Wiscasset Selectmen

Bottle collection remains under review in Wiscasset

Fri, 09/12/2014 - 5:00pm

When Wiscasset’s new town manager Marian Anderson set out to find what other towns have for bottle collection policies, she thought she might be able to collect some as examples to share with selectmen.

The bottle collection issue emerged just before Anderson started her Wiscasset job.

Selectman Bill Barnes had asked questions about the Wiscasset Transfer Station’s practice of letting nonprofits collect bottles there. He suggested the town take all the bottles that come to the station instead.
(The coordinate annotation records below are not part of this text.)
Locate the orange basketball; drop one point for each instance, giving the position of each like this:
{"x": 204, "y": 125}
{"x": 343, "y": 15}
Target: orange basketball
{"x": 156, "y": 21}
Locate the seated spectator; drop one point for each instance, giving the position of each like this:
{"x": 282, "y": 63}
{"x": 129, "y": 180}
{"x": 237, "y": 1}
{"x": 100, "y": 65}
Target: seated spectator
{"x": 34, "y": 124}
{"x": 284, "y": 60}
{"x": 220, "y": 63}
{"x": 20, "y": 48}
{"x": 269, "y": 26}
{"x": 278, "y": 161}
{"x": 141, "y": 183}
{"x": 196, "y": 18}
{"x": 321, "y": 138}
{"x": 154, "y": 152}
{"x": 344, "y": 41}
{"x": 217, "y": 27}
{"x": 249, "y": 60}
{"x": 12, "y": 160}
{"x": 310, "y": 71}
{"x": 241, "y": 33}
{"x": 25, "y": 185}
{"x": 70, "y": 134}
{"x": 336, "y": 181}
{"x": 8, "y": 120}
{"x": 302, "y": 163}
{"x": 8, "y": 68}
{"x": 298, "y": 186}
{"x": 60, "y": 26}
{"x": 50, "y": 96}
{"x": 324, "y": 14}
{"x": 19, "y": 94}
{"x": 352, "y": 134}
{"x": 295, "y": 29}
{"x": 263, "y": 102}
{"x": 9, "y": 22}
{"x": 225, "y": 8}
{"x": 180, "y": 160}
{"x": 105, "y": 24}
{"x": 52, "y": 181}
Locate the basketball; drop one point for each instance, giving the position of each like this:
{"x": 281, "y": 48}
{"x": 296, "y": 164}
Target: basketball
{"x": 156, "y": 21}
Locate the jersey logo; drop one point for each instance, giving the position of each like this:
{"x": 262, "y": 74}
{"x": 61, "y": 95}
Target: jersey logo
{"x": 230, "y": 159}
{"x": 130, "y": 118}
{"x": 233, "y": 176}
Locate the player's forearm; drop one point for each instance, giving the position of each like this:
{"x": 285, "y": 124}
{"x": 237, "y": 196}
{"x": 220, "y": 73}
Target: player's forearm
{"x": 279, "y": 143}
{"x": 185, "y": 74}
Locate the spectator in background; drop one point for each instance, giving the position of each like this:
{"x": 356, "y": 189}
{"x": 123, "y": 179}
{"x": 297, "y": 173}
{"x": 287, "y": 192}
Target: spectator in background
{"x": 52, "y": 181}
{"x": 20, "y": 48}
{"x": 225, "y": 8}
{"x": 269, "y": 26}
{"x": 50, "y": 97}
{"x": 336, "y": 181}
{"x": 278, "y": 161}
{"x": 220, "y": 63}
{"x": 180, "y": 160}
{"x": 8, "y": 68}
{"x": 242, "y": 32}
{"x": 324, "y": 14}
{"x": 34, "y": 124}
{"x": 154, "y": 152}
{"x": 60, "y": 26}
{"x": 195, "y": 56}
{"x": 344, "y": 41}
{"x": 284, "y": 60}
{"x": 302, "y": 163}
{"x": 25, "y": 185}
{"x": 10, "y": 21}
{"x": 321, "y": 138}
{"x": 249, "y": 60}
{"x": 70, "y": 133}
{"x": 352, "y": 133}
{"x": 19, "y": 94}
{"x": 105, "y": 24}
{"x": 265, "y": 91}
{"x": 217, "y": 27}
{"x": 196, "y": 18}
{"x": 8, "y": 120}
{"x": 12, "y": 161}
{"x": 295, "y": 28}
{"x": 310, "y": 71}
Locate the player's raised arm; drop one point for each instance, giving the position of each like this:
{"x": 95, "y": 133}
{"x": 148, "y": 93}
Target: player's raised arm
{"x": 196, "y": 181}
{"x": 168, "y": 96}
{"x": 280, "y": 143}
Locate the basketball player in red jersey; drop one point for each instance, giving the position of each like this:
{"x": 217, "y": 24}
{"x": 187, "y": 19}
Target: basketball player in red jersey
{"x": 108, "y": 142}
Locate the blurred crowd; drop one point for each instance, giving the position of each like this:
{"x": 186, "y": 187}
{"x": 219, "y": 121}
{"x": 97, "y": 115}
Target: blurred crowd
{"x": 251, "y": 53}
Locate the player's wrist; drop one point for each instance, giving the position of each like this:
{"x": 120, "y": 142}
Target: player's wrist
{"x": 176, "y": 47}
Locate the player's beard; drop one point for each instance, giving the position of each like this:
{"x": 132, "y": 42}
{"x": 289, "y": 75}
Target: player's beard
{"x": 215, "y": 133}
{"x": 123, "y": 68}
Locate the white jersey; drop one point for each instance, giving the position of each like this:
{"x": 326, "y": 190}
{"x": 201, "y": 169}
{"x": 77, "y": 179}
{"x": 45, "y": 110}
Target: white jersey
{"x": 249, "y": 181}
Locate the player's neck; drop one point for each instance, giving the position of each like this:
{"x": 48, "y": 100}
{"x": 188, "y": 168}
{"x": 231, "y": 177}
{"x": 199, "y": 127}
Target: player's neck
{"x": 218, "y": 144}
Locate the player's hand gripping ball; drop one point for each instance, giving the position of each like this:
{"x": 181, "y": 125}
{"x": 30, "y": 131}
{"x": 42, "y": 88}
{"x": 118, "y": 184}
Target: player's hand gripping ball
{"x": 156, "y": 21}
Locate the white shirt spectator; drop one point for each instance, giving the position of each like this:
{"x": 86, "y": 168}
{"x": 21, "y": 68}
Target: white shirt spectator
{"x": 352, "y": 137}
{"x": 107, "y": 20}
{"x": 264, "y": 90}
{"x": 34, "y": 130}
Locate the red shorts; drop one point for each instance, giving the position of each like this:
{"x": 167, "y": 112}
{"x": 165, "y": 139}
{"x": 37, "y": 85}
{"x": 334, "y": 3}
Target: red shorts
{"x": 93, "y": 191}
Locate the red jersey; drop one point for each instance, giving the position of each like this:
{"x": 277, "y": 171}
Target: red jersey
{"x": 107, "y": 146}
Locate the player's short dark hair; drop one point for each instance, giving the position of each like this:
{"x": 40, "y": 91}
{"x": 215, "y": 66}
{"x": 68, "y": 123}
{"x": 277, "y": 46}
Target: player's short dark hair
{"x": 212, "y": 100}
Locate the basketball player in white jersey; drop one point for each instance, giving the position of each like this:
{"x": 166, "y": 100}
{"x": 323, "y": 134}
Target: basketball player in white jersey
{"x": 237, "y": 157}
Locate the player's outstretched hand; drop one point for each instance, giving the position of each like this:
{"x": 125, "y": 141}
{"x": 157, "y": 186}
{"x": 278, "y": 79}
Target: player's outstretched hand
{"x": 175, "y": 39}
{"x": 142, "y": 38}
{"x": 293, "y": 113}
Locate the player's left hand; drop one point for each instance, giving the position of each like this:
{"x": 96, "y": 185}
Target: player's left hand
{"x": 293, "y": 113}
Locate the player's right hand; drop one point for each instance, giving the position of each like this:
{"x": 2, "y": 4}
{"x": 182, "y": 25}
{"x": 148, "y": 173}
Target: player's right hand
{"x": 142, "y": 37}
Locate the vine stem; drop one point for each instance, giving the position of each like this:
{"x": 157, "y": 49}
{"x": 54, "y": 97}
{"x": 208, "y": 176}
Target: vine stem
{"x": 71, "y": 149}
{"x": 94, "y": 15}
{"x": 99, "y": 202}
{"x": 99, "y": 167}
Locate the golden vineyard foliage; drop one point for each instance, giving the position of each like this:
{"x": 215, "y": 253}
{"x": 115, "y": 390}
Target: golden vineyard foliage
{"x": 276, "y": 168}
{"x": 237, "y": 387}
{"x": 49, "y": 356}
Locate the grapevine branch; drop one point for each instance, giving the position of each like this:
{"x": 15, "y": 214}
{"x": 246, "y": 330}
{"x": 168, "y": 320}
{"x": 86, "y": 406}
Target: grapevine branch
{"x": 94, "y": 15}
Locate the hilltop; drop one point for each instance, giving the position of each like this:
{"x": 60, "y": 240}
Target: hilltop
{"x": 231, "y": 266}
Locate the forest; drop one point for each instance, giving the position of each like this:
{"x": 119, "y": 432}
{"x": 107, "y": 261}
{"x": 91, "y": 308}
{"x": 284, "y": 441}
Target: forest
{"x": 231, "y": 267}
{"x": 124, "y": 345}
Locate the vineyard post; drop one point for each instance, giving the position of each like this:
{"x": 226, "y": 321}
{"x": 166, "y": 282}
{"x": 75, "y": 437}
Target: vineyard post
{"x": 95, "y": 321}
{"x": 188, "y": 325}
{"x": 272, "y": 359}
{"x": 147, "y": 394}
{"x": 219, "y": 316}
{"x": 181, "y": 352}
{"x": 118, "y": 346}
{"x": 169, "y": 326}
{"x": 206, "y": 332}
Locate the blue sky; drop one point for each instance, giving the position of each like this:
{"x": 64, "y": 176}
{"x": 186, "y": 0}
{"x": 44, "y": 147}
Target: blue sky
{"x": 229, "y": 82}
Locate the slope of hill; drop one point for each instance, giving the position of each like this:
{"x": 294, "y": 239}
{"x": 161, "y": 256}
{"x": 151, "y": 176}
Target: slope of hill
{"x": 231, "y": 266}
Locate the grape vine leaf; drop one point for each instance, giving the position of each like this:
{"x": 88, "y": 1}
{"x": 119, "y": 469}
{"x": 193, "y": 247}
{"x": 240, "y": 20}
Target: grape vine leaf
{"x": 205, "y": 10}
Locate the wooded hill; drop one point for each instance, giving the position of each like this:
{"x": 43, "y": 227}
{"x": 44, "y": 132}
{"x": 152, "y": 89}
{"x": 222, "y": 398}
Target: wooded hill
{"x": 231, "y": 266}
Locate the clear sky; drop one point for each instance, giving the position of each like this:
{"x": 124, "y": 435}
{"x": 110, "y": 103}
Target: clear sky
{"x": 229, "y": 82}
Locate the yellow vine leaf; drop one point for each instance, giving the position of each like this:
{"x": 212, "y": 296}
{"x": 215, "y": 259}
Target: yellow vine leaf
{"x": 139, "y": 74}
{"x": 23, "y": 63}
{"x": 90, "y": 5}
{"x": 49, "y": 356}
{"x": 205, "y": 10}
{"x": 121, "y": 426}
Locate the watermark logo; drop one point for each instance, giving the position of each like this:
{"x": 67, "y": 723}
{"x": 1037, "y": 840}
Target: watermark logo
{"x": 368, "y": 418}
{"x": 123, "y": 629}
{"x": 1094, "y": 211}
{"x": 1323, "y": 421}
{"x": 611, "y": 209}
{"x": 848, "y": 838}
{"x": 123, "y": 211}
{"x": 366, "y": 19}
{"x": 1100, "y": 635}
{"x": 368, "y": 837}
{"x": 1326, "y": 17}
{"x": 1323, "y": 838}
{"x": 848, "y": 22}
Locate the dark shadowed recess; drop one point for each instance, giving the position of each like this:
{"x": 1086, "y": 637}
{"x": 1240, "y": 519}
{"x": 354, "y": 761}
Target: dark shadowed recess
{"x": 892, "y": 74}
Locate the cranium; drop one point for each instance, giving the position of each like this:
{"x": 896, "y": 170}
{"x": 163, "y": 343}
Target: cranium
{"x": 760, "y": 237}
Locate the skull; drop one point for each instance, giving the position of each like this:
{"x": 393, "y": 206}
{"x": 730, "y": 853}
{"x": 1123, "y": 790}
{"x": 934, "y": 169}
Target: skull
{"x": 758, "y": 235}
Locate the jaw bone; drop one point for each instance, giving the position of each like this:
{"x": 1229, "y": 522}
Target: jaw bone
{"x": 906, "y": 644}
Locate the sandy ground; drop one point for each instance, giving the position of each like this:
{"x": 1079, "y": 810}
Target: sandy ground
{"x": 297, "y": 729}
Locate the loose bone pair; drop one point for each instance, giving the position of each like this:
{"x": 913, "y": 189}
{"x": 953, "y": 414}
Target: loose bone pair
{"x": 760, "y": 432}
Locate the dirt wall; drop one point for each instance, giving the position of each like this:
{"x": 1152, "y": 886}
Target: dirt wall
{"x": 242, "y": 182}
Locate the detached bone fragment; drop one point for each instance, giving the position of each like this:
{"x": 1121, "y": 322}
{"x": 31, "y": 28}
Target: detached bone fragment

The board could consider tapping the bottle redemption money when it gets requests, Barnes said back on Aug. 5. That night, selectmen discussed possibly setting a policy, covering points such as how long a nonprofit’s collection box could be at the station.

At the time, the board voted unanimously to talk again about the issue on Sept. 2. Then at the board’s Sept. 2 meeting, Anderson updated members.

“What I am working on now is finding out if there are other communities that have a policy that handles those types of questions, and what I have found out so far is that there are many towns (where) it has just happened ... for years and if we get a policy, they’d like to see it,” she said.

“So it’s still a work in progress,” Anderson said. “I thought the answer would be a little more available.”

She told selectmen she hopes to have more information for them at their Sept. 16 meeting.

Meanwhile, four local causes continue to have collection boxes taking bottles at the station, Superintendent Ron Lear said on Sept. 5. Those are the local Boy Scouts and Girl Scouts, the American Legion and the St. Philip’s Church food pantry, Lear said.

Lear declined to give an opinion on how the town should deal with bottle collection requests.